Megan has always been my personal hype woman. Every time I see her, she showers me with endless compliments. I think she understands my struggle with my self-confidence. That is because my aunt is also plus size and always has been, I have no doubt that my mom tormented her because of it.

"Now I saw the order that your mom put in for your dress and let me tell you it was hideous". She said in a blunt way. I sighed in disappointment, but I wanted to be surprised. "But don't be too upset because your absolute favorite aunt may or may not replace you dress with something ten times better." She said while clapping her hands. I looked at her with a confused expression " won't I stand out? I mean aren't they supposed to be the same?" She looked at me with a mischievous smile, "Nope they are all different so I thought what could be the harm". I nodded with an unsure smile and mumbled an 'ok'.

I made my way back to the dressing room while she was going into the back to grab the dress. I'm incredibly nervous, I have no doubt about my aunt's style choices, the problem is myself. I know whatever dress I put on I won't look good. It's the way my body is shaped, that's why I have never had the desire to wear a formal dress and I thought I would never have to. But I guess there is a first time for everything.
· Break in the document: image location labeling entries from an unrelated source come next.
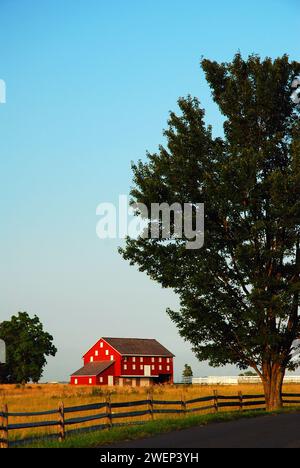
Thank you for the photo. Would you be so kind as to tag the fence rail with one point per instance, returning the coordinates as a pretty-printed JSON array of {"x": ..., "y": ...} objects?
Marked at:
[{"x": 182, "y": 407}]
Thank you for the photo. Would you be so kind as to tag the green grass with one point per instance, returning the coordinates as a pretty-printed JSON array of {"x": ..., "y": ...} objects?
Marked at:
[{"x": 115, "y": 435}]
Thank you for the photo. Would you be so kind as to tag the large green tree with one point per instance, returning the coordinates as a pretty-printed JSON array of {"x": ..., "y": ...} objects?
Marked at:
[
  {"x": 240, "y": 293},
  {"x": 27, "y": 346}
]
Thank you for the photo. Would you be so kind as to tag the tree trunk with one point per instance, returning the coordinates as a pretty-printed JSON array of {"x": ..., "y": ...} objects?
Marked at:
[{"x": 273, "y": 381}]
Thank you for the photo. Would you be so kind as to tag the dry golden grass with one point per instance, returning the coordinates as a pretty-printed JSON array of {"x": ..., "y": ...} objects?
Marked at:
[{"x": 43, "y": 397}]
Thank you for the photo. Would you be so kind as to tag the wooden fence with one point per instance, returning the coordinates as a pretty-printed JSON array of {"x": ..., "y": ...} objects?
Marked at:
[{"x": 109, "y": 417}]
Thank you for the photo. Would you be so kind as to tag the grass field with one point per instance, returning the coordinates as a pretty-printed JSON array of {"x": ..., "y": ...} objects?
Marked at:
[{"x": 33, "y": 398}]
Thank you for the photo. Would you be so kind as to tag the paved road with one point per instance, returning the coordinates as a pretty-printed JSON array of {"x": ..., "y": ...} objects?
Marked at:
[{"x": 278, "y": 431}]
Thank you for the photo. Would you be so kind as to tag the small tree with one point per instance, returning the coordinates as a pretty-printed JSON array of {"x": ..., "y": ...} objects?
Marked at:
[
  {"x": 240, "y": 293},
  {"x": 27, "y": 345},
  {"x": 187, "y": 374}
]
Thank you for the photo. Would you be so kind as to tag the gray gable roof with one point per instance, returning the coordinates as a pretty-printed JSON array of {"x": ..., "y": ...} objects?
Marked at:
[{"x": 138, "y": 347}]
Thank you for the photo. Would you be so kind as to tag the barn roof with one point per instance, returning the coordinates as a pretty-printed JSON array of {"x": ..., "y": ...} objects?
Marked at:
[
  {"x": 138, "y": 347},
  {"x": 94, "y": 368}
]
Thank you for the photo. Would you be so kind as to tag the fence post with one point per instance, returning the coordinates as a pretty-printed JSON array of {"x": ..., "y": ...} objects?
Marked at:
[
  {"x": 4, "y": 429},
  {"x": 216, "y": 401},
  {"x": 183, "y": 404},
  {"x": 61, "y": 422},
  {"x": 108, "y": 411},
  {"x": 241, "y": 400},
  {"x": 150, "y": 405}
]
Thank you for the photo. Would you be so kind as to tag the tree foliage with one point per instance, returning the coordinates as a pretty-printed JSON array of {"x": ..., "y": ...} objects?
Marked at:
[
  {"x": 240, "y": 293},
  {"x": 27, "y": 346}
]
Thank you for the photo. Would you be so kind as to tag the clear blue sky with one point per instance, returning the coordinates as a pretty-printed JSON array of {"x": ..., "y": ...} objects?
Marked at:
[{"x": 89, "y": 87}]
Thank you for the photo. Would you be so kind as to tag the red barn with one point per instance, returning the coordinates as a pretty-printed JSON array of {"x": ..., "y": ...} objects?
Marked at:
[{"x": 125, "y": 361}]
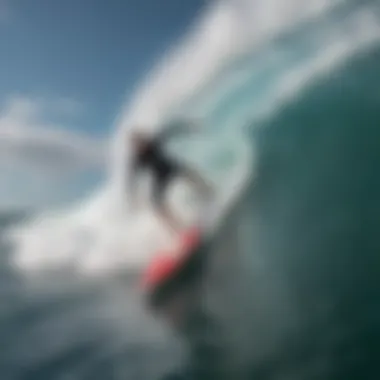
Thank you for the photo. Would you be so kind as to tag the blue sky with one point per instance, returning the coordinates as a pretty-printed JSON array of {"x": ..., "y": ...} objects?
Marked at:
[{"x": 66, "y": 69}]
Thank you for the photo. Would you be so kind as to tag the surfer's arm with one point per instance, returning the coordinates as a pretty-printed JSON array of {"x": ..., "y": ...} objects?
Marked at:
[{"x": 132, "y": 183}]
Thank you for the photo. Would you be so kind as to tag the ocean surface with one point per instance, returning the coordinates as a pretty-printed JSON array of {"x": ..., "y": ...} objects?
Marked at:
[{"x": 294, "y": 273}]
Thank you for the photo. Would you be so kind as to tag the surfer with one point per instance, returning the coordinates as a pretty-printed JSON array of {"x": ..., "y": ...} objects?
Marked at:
[{"x": 149, "y": 153}]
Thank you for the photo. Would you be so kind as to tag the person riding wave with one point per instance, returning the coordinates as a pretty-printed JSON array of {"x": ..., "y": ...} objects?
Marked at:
[{"x": 149, "y": 154}]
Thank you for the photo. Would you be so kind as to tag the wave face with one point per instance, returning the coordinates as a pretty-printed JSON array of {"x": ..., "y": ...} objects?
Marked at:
[
  {"x": 291, "y": 140},
  {"x": 229, "y": 72}
]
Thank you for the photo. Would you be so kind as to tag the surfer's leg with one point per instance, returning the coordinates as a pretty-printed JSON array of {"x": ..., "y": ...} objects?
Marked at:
[{"x": 163, "y": 211}]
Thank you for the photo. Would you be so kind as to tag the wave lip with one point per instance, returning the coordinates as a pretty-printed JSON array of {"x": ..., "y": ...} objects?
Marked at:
[{"x": 102, "y": 235}]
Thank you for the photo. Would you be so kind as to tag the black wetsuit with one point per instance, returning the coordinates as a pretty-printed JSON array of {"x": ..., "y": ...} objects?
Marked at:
[{"x": 162, "y": 167}]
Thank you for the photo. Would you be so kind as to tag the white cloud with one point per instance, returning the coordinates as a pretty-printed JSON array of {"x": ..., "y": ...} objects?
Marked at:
[
  {"x": 37, "y": 157},
  {"x": 27, "y": 139}
]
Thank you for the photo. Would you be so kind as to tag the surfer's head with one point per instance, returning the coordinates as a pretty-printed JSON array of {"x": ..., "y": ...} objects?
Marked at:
[{"x": 139, "y": 139}]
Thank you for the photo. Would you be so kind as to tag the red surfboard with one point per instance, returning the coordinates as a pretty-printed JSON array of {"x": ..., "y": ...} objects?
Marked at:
[{"x": 165, "y": 264}]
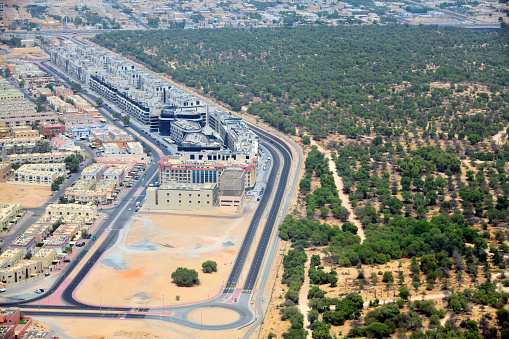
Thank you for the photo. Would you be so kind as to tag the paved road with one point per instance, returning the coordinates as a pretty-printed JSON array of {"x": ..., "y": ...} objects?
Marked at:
[
  {"x": 38, "y": 212},
  {"x": 110, "y": 229}
]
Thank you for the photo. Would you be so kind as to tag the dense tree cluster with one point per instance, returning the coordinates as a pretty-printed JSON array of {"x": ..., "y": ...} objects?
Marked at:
[
  {"x": 346, "y": 80},
  {"x": 325, "y": 198}
]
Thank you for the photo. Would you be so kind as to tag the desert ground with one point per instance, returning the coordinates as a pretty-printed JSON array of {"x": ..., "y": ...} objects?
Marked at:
[
  {"x": 137, "y": 270},
  {"x": 28, "y": 196},
  {"x": 129, "y": 329}
]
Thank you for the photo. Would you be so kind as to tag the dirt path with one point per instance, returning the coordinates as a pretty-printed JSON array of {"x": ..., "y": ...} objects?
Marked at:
[
  {"x": 303, "y": 298},
  {"x": 339, "y": 184}
]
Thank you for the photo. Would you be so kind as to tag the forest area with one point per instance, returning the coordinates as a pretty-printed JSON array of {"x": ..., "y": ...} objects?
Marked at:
[{"x": 415, "y": 121}]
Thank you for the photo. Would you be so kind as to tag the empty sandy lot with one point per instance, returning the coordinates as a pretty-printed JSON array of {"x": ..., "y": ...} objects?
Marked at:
[
  {"x": 137, "y": 270},
  {"x": 28, "y": 196}
]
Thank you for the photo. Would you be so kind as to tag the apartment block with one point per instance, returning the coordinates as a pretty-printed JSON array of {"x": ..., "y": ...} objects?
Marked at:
[
  {"x": 135, "y": 148},
  {"x": 38, "y": 174},
  {"x": 79, "y": 119},
  {"x": 79, "y": 102},
  {"x": 24, "y": 132},
  {"x": 39, "y": 158},
  {"x": 27, "y": 244},
  {"x": 9, "y": 216},
  {"x": 20, "y": 272},
  {"x": 202, "y": 170},
  {"x": 50, "y": 130},
  {"x": 85, "y": 211},
  {"x": 39, "y": 231},
  {"x": 232, "y": 197},
  {"x": 93, "y": 172},
  {"x": 58, "y": 242},
  {"x": 6, "y": 171},
  {"x": 67, "y": 230},
  {"x": 46, "y": 256},
  {"x": 11, "y": 257},
  {"x": 183, "y": 197}
]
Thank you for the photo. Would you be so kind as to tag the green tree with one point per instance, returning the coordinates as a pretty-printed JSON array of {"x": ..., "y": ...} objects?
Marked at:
[
  {"x": 75, "y": 86},
  {"x": 404, "y": 293},
  {"x": 126, "y": 120},
  {"x": 209, "y": 266},
  {"x": 184, "y": 277}
]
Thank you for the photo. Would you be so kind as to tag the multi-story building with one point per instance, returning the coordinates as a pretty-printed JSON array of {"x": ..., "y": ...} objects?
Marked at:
[
  {"x": 57, "y": 104},
  {"x": 184, "y": 197},
  {"x": 62, "y": 142},
  {"x": 93, "y": 172},
  {"x": 39, "y": 158},
  {"x": 27, "y": 244},
  {"x": 38, "y": 174},
  {"x": 46, "y": 256},
  {"x": 86, "y": 211},
  {"x": 11, "y": 94},
  {"x": 39, "y": 230},
  {"x": 135, "y": 147},
  {"x": 9, "y": 215},
  {"x": 67, "y": 230},
  {"x": 58, "y": 243},
  {"x": 232, "y": 197},
  {"x": 79, "y": 119},
  {"x": 22, "y": 271},
  {"x": 21, "y": 132},
  {"x": 27, "y": 144},
  {"x": 50, "y": 130},
  {"x": 96, "y": 196},
  {"x": 206, "y": 169},
  {"x": 79, "y": 102},
  {"x": 6, "y": 171},
  {"x": 11, "y": 257}
]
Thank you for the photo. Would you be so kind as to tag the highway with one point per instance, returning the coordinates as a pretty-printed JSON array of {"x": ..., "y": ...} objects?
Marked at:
[{"x": 108, "y": 232}]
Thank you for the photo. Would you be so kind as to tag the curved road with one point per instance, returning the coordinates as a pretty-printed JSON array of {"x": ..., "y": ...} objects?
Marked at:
[{"x": 282, "y": 163}]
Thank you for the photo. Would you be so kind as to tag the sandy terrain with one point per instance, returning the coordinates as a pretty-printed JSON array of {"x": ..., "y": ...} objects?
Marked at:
[
  {"x": 28, "y": 196},
  {"x": 69, "y": 328},
  {"x": 136, "y": 272},
  {"x": 208, "y": 316}
]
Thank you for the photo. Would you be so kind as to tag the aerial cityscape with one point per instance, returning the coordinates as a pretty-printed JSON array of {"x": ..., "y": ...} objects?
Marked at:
[{"x": 254, "y": 169}]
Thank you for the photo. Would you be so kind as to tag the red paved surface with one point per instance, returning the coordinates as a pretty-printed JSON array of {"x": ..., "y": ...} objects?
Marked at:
[{"x": 235, "y": 296}]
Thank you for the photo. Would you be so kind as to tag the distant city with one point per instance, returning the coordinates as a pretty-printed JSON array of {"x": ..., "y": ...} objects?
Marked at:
[{"x": 131, "y": 15}]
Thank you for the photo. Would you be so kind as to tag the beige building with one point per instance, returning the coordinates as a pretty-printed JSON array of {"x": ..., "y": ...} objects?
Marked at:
[
  {"x": 67, "y": 230},
  {"x": 135, "y": 147},
  {"x": 46, "y": 256},
  {"x": 9, "y": 216},
  {"x": 184, "y": 197},
  {"x": 24, "y": 132},
  {"x": 79, "y": 119},
  {"x": 79, "y": 102},
  {"x": 11, "y": 257},
  {"x": 93, "y": 172},
  {"x": 23, "y": 270},
  {"x": 39, "y": 231},
  {"x": 27, "y": 244},
  {"x": 6, "y": 171},
  {"x": 232, "y": 197},
  {"x": 58, "y": 242},
  {"x": 39, "y": 158},
  {"x": 85, "y": 211},
  {"x": 58, "y": 104}
]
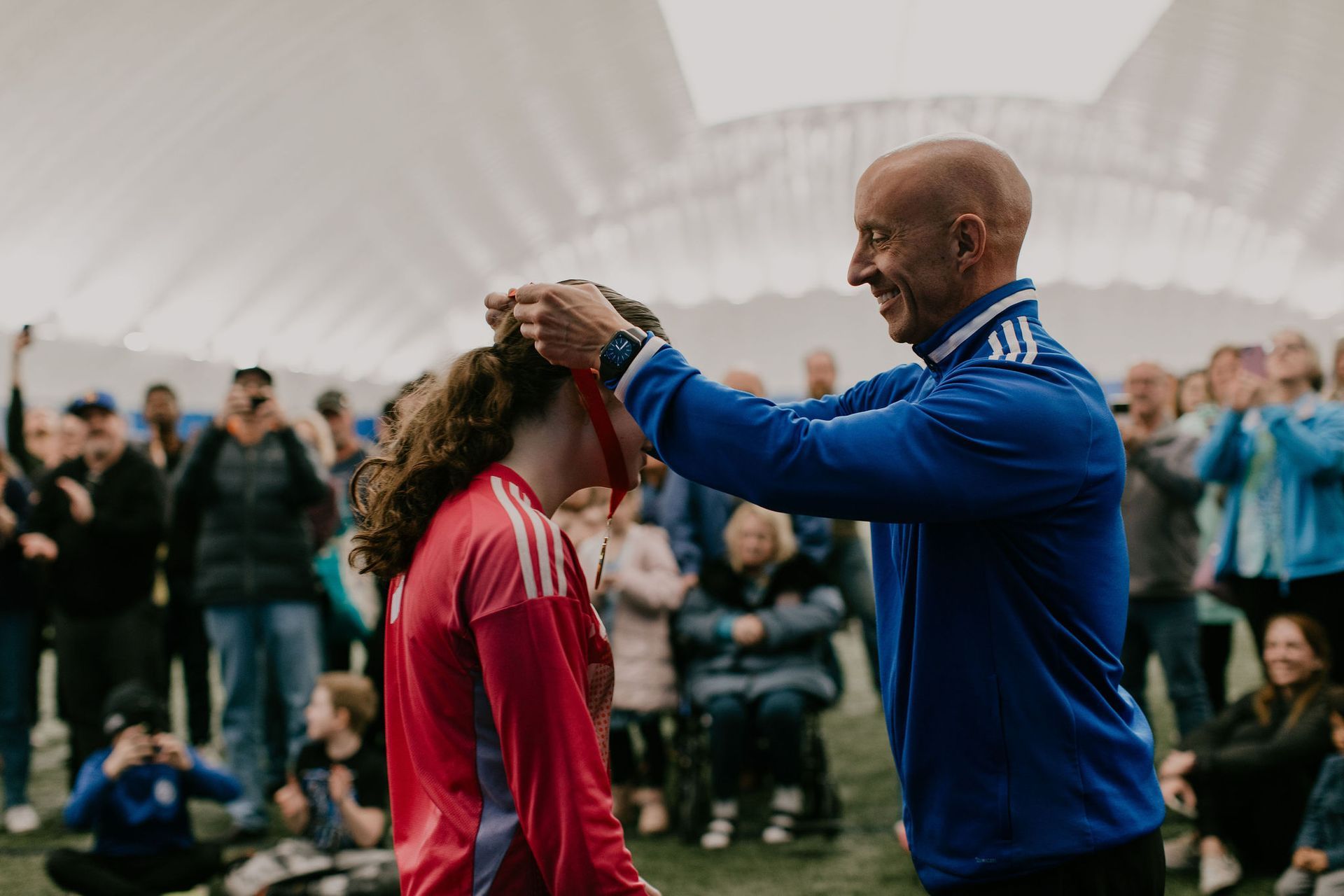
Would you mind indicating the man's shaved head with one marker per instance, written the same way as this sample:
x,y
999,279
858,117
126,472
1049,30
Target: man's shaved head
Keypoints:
x,y
960,172
941,222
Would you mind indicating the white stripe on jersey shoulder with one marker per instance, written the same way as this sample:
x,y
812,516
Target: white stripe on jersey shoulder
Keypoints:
x,y
976,323
524,548
1028,339
995,344
1011,335
561,586
543,555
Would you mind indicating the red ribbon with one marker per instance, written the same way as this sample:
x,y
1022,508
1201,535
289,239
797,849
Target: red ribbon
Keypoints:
x,y
616,472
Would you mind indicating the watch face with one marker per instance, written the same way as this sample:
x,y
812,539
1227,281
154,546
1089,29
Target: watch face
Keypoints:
x,y
620,349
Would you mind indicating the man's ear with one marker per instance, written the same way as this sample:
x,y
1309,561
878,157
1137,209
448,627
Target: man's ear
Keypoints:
x,y
972,238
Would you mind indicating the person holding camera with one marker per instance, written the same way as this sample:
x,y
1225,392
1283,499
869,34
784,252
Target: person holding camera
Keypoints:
x,y
249,481
134,797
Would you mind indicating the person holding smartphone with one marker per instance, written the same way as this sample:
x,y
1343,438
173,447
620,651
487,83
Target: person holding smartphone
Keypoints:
x,y
249,481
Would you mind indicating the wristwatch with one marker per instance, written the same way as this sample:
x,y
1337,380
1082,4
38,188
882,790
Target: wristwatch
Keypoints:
x,y
616,356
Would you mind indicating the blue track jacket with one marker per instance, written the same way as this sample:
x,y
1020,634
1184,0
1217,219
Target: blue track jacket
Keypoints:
x,y
992,479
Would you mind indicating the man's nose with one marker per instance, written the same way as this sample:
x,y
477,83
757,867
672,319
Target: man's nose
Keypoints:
x,y
860,267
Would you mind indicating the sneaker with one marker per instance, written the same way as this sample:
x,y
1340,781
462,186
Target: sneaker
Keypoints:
x,y
785,808
780,830
718,834
1182,852
22,820
1218,874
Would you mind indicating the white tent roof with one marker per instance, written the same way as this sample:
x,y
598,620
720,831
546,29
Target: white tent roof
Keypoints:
x,y
328,187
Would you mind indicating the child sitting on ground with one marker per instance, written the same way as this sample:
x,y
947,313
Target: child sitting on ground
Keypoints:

"Ok Franny why don't you slip this on, and I will be right out there if you need any help" she said while handing me the bag that had the dress. She left and I hung the bag up on the hook that is on the wall. I took a deep breath and slowly unzipped the front of the bag. The color was gorgeous it was an emerald green. I ran my fingers over the soft material and contemplated if this was a promising idea.

I took the dress off the hook and shimmied it on, while being careful not to wrinkle it. I slipped on the heels I brought with me and took a deep breath. I walked out slowly because I was not used to walking in heels. Once I reached my aunt's desk, I cleared my throat in an awkward way. She whipped her head around and gasped.

I must look bad if I got that reaction I thought. She slowly put her hand to her mouth and tears were forming in her eyes. " You look amazing; my little girl has grown up. I smiled "you do realize I'm not the one getting married?" She swatted my arm and led me over to where the mirrors were. I looked at my reflection and saw something I never expected. I looked pretty; this caused a little smile on my lips, which displayed my dimples.

"You don't think the v cut is too much" I said looking at my aunt in the mirror. "No, I think it is just, right? I made this dress just for you". She said while shaking her head. I sat there with a smile on my face and stared at my reflection.